Fache, "Burası Louvre güvenliği için hâlâ
yasak bölge," dedi. "
Police Technique et
Scientifique'den
*
gelen takımım araştırmalarını henüz bitirdiler." Açıklığı gösterdi. "Lütfen
altından geçiniz."
Langdon ayaklarının dibindeki daracık sürünme aralığına baktıktan sonra gözlerini ağır
demir kapıya çevirdi. Şaka yapıyor, öyle değil mi? Barikat, izinsiz girenleri ezmek için hazır
bekleyen giyotine benziyordu.
Fache Fransızca bir şeyler söylenip saatine baktı. Ardından dizlerinin üstüne çökerek,
hantal vücudunu parmaklıkların altından geçirdi. Diğer tarafa geçince ayağa kalkıp,
parmaklıkların arasından Langdon’a baktı.

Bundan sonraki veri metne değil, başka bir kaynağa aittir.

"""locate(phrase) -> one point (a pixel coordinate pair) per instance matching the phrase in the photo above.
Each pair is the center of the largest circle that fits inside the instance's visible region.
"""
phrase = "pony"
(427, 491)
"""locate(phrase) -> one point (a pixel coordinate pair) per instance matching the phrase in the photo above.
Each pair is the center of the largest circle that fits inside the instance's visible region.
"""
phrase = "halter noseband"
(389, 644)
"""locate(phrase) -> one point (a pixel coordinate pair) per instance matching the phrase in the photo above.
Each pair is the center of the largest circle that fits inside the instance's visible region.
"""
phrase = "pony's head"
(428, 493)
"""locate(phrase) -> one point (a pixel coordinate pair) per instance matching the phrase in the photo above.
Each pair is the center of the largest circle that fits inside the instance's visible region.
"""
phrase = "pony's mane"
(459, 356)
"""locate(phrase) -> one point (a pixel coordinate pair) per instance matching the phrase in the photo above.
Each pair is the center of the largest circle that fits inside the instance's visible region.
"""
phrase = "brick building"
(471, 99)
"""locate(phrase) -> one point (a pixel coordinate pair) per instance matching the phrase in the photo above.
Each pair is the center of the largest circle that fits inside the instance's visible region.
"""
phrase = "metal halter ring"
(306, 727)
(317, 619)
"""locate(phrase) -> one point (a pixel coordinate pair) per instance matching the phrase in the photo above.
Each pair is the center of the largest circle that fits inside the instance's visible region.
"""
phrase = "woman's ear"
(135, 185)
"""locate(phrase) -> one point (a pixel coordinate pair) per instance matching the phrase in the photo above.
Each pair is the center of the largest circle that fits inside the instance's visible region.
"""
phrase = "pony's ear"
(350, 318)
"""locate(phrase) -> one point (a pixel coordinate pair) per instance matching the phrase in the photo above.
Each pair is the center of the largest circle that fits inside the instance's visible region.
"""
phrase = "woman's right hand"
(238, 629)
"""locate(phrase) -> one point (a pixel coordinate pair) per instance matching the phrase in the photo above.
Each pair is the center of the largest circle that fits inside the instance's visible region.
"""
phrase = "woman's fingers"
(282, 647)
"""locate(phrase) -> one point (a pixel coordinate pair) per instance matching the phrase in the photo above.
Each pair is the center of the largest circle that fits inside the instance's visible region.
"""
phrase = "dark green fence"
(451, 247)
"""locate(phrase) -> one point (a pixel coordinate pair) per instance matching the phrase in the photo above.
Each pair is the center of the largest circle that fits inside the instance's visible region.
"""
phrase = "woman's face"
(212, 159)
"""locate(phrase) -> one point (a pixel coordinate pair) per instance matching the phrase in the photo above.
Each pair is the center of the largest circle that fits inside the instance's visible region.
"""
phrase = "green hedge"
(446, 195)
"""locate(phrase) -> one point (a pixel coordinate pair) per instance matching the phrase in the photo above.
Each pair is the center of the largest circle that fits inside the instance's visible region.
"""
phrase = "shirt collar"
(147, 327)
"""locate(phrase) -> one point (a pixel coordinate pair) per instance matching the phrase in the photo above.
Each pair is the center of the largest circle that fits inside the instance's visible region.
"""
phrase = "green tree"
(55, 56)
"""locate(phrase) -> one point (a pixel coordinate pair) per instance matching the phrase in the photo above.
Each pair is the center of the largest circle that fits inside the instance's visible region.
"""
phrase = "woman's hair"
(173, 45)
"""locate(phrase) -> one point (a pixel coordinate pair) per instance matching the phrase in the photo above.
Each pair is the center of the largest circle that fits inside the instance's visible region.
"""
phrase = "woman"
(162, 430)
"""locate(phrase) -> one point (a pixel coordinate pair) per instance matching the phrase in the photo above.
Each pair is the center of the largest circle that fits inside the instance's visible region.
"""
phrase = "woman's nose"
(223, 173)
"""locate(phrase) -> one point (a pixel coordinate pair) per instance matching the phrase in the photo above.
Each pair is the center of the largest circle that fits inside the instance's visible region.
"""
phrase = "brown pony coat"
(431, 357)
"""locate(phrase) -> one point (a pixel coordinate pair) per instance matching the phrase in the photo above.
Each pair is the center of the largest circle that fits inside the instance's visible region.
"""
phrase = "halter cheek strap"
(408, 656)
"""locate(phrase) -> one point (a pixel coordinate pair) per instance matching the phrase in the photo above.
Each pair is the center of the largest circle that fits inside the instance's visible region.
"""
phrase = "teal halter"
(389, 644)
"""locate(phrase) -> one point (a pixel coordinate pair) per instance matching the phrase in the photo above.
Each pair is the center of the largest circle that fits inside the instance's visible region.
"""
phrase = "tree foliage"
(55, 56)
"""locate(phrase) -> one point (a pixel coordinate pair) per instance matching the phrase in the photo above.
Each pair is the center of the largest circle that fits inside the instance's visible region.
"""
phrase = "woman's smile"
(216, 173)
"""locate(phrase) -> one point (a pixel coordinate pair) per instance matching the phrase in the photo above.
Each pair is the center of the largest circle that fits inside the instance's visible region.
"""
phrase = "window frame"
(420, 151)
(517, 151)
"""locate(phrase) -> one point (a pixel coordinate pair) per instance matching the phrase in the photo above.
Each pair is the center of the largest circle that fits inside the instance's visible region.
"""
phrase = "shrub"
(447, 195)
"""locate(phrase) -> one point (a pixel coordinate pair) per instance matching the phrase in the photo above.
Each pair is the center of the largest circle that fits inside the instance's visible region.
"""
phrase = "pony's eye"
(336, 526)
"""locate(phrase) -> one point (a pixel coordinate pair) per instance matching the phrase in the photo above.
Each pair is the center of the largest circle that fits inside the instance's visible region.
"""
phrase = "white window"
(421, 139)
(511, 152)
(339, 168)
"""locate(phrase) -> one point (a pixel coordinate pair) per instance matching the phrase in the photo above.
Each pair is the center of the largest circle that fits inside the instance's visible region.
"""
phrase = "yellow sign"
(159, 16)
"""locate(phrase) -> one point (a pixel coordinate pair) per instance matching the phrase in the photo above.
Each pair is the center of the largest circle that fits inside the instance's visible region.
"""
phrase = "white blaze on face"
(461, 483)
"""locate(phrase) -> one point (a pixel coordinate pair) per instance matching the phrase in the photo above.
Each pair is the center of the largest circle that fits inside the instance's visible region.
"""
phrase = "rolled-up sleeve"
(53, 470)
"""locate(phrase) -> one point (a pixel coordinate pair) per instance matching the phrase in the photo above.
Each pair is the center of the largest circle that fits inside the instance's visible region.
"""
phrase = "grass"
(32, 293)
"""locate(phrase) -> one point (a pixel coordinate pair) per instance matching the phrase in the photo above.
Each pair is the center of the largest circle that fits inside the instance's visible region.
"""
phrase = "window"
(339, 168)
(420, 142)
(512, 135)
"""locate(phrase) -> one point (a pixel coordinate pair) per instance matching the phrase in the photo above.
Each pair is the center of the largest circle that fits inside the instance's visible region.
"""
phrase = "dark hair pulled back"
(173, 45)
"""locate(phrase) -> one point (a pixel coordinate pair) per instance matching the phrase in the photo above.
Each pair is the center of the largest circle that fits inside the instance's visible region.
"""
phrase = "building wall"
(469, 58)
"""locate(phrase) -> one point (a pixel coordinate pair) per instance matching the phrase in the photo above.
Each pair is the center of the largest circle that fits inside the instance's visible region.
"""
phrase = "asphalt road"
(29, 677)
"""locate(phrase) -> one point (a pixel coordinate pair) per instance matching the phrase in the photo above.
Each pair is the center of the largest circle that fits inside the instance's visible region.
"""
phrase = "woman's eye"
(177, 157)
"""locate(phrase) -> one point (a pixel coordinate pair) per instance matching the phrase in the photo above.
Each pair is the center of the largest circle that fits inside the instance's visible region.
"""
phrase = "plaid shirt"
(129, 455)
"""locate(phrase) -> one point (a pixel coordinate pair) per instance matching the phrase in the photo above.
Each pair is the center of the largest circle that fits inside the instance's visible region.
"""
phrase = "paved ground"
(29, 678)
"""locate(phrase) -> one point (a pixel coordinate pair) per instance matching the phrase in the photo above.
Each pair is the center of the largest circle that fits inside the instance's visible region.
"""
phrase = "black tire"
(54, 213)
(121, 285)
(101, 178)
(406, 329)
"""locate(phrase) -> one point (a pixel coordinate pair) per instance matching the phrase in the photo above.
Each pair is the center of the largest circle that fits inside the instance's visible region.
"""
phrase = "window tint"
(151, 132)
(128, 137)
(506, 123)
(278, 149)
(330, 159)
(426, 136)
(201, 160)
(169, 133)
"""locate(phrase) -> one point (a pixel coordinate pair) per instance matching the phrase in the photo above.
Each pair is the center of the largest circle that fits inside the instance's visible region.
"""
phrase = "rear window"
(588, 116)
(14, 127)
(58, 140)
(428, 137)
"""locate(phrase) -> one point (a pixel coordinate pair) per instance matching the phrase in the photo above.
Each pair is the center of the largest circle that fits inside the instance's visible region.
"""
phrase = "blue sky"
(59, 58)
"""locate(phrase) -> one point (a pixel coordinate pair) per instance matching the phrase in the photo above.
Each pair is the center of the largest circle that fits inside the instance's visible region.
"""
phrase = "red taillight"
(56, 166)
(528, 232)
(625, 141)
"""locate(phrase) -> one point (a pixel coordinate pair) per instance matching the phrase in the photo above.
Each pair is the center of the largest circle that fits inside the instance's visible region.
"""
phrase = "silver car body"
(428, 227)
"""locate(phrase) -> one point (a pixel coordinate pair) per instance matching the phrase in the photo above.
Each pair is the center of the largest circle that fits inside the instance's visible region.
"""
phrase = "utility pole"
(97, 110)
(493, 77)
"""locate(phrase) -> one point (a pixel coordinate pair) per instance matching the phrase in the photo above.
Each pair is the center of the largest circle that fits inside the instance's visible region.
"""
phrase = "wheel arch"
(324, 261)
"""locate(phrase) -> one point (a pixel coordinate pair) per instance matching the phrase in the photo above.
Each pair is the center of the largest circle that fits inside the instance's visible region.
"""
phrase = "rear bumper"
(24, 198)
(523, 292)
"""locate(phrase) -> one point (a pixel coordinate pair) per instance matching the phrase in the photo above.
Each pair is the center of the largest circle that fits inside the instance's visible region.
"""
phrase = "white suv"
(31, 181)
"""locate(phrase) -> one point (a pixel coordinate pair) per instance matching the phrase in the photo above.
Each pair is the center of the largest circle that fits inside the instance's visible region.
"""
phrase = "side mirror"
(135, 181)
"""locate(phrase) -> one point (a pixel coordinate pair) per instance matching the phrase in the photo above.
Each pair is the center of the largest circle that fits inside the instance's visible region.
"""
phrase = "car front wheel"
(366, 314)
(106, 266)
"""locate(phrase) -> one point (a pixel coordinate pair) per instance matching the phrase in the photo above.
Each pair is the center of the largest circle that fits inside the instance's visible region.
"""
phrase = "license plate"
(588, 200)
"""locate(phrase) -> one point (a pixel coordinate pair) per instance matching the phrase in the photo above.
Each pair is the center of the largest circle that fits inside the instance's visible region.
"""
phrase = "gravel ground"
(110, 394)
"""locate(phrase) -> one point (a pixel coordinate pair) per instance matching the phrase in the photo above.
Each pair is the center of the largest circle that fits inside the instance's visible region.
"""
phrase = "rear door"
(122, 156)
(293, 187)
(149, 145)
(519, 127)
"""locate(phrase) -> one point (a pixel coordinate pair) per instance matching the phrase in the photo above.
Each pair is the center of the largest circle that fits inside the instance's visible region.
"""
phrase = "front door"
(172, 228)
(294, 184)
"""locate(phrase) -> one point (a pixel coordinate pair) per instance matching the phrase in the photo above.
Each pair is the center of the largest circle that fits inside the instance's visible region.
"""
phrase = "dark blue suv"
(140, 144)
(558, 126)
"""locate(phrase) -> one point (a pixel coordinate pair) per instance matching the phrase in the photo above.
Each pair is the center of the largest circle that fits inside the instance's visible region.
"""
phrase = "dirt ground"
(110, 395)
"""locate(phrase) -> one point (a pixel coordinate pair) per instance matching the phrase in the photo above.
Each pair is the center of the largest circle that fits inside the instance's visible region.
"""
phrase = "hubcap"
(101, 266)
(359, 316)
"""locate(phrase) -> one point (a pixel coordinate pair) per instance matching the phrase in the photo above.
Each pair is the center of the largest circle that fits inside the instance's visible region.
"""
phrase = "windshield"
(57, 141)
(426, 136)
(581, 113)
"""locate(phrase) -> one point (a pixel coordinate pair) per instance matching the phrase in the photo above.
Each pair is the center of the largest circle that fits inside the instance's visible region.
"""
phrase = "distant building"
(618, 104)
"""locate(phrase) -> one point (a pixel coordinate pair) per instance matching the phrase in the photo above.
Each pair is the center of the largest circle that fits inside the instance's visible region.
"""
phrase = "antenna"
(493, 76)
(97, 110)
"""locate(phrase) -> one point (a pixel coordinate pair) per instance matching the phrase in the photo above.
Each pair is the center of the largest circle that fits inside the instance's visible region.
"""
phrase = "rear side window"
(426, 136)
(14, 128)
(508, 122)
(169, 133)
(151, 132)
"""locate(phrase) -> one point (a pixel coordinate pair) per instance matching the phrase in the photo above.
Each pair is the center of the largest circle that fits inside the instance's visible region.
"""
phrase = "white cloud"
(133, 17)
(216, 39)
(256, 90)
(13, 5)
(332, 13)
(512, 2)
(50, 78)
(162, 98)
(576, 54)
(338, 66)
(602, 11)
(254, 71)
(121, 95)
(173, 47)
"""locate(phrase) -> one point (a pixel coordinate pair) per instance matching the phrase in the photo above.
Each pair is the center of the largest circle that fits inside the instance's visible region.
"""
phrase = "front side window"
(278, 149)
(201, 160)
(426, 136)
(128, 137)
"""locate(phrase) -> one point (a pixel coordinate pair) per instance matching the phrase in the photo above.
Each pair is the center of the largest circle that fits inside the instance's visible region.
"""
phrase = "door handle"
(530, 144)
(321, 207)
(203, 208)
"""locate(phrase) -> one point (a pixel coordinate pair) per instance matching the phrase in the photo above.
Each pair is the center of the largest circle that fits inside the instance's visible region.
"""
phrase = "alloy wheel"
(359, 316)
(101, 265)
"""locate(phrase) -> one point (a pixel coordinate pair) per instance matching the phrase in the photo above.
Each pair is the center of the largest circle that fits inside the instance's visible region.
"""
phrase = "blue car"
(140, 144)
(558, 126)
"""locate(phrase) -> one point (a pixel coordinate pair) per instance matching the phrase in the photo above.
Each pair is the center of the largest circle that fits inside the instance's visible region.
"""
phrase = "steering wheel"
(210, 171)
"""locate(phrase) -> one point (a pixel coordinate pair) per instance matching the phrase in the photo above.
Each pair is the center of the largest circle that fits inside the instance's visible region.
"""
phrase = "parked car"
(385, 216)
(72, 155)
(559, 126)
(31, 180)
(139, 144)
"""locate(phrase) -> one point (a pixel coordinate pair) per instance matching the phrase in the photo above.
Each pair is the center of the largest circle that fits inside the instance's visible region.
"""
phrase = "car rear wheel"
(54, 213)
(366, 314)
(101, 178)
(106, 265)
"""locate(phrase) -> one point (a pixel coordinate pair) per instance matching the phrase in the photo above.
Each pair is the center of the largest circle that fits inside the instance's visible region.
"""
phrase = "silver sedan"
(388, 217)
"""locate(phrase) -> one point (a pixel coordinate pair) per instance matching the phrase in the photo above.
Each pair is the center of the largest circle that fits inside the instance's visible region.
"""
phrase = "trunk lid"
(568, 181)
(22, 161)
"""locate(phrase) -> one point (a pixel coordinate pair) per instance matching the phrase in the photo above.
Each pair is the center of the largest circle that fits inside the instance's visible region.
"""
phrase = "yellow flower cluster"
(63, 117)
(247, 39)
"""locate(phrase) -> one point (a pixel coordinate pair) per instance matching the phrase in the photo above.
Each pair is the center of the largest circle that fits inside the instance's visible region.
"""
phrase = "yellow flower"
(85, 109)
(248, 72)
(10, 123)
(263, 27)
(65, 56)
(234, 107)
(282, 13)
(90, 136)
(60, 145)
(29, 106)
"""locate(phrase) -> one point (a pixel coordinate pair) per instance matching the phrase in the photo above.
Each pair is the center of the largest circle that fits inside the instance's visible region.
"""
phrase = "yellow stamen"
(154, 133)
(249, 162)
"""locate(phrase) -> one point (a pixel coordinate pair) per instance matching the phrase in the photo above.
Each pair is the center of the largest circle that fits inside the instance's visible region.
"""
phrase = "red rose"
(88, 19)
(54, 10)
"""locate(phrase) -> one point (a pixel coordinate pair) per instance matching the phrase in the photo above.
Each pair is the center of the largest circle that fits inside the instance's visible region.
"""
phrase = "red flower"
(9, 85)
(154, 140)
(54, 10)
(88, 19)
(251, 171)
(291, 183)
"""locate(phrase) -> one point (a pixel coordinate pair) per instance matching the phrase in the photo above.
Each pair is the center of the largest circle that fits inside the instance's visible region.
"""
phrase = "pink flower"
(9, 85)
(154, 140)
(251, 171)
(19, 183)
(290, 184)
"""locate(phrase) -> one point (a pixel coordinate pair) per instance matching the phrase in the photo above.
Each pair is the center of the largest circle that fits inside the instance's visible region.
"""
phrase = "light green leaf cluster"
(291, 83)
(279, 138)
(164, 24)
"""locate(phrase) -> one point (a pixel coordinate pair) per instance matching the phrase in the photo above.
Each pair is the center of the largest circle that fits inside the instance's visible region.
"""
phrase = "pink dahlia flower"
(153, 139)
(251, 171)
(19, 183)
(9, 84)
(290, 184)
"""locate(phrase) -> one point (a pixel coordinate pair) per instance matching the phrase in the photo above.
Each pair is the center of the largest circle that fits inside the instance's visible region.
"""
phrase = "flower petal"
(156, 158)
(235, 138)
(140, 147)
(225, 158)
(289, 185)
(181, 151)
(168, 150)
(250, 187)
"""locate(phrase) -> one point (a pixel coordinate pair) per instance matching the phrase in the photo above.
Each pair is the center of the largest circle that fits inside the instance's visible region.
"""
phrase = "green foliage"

Langdon derin bir nefes aldı. Avuçlarını cilalı parkenin üzerine yerleştirerek, karnının
üstüne yattı ve kendini ileri itti. Tam altından geçerken Harris tüvidinin ensesi parmaklıkların
altına takıldı ve başının arkasını demirlere çarptı.
Çok hoş Robert, diye düşünürken el yordamıyla kendini kurtarıp, diğer tarafa geçti. Ayağa
kalktığında Langdon gecenin çok uzun süreceğinden şüphelenmeye başlamıştı.
*
Teknik birim.
5
Murray Hill Binası -Opus Dei'nin yeni Dünya Merkez Bürosu ve konferans salonu- New
York'ta 243 Lexington Caddesi'nde bulunmaktadır. Indiana kireçtaşı ve kırmızı tuğladan
oluşan 12.500 metrekarelik alanı kaplayan gökdelen 47 milyon dolara mal olmuştur.
May&Pinska tarafından tasarlanan binada yüzden fazla yatak odası, altı yemek salonu,
kütüphaneler, oturma odaları, toplantı salonları ve ofisler bulunmaktadır. İkinci,
sekizinci ve
on altıncı katlarda, mermerle donatılmış şapeller vardır. On yedinci kat tamamıyla mesken
olarak kullanılmaktadır. Erkekler, binaya Lexington Caddesi'ndeki ana kapıdan girerler.
Kadınlarsa yan sokaktan giriş yaparlar ve binada bulundukları sürece erkeklerden "akustik ve
görsel" olarak ayrılmışlardır.
O akşamın erken saatlerinde Piskopos Manuel Aringarosa, gözlerden uzak teras katındaki
dairesinde küçük bir seyahat çantası hazırlayarak, geleneksel siyah cüppesini giymişti.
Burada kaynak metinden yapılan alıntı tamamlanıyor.